Dass die Netto-Steuerzahler im Bereich höheren Frustes angekommen sind, sehe ich genau so. Aber wie ich im Artikel erwähnt habe, macht ihnen die grosse Zahl derer, die sich für Profiteure hält und es möglicherweise auch tatsächlich ist, ziemlich stark zu schaffen.

Dass gerade Unternehmer über die durch die hohen Abgaben hohen Kosten pro Arbeitnehmer = hoher Produktivitätsdruck oder -zwang nicht begeistert sind, leuchtet mir ein. Sie müssen schliesslich alles bezahlen, was der Arbeitnehmer an Kosten verursacht, unabhängig davon ob irgendeine Abgabe als Arbeitnehmeranteil oder Arbeitgeberanteil bezeichnet wird.
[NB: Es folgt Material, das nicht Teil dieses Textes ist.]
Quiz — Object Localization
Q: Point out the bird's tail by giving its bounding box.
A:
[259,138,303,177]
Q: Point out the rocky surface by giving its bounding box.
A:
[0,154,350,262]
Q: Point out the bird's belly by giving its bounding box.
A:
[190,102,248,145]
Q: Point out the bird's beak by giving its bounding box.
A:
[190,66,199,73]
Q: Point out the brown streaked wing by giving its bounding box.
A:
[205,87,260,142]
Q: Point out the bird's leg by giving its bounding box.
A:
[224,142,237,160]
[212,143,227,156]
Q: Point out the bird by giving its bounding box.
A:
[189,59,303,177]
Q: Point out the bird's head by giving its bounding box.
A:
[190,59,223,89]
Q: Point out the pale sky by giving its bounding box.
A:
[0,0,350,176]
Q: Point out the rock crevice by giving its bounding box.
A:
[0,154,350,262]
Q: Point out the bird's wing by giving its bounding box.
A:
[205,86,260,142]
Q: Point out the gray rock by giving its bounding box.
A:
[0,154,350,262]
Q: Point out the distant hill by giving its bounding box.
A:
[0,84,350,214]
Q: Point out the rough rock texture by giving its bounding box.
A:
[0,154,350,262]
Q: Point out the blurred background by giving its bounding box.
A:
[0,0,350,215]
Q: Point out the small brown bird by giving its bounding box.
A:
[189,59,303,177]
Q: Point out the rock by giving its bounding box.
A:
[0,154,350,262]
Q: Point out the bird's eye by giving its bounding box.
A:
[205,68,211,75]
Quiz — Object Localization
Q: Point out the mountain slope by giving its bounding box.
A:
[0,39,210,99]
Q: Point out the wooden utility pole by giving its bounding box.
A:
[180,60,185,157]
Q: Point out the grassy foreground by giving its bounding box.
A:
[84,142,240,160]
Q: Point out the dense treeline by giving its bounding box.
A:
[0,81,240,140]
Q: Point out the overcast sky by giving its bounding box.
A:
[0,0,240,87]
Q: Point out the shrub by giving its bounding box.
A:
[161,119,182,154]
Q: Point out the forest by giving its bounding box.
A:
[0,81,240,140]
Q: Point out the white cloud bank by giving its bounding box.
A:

Weniger Abgaben wäre die einfachste und damit sinnvollste Massnahme zur Senkung des Produktivitätsdrucks.

Letztes Jahr habe ich mal die Rechnung angestellt, wieviele Menschen man mit € 100'000 Gehaltsbudget pro Monat je nach Abgabenquote beschäftigen kann, wenn das Nettogehalt bei € 2'000 liegt, ohne Abgaben sind es deren 50. Fazit: Jede Erhöhung der Abgaben um 5 Prozentpunkte killt 2,5 Arbeitsplätze.


Politik 080 - Über Gehälter und Produktivitätsdruck. @saamychristen, 28. Juni 2018 https://steemit.com/deutsch/@saamychristen/politik-080-ueber-gehaelter-und-produktivitaetsdruck

Inzwischen liegt die Qupte der Sozialausgaben am BIP in D bei mehr als 30 Prozent. Da werden unproduktiive Gesinnungsfunktionäre Politkomiker. Faulenzer, Caritas und was weiss ich für Angestellte und ganze Herrscharen an Juristen, Beamten und Bürokraten durchgefüttert, die durch ihr parasitätes Wirken, ebenso wie die Asylindustrie und einige andere verworrene Gestalten die Wirtschaft und den ökonomischen Motor dieses Land zusammenbrechen lassen werden.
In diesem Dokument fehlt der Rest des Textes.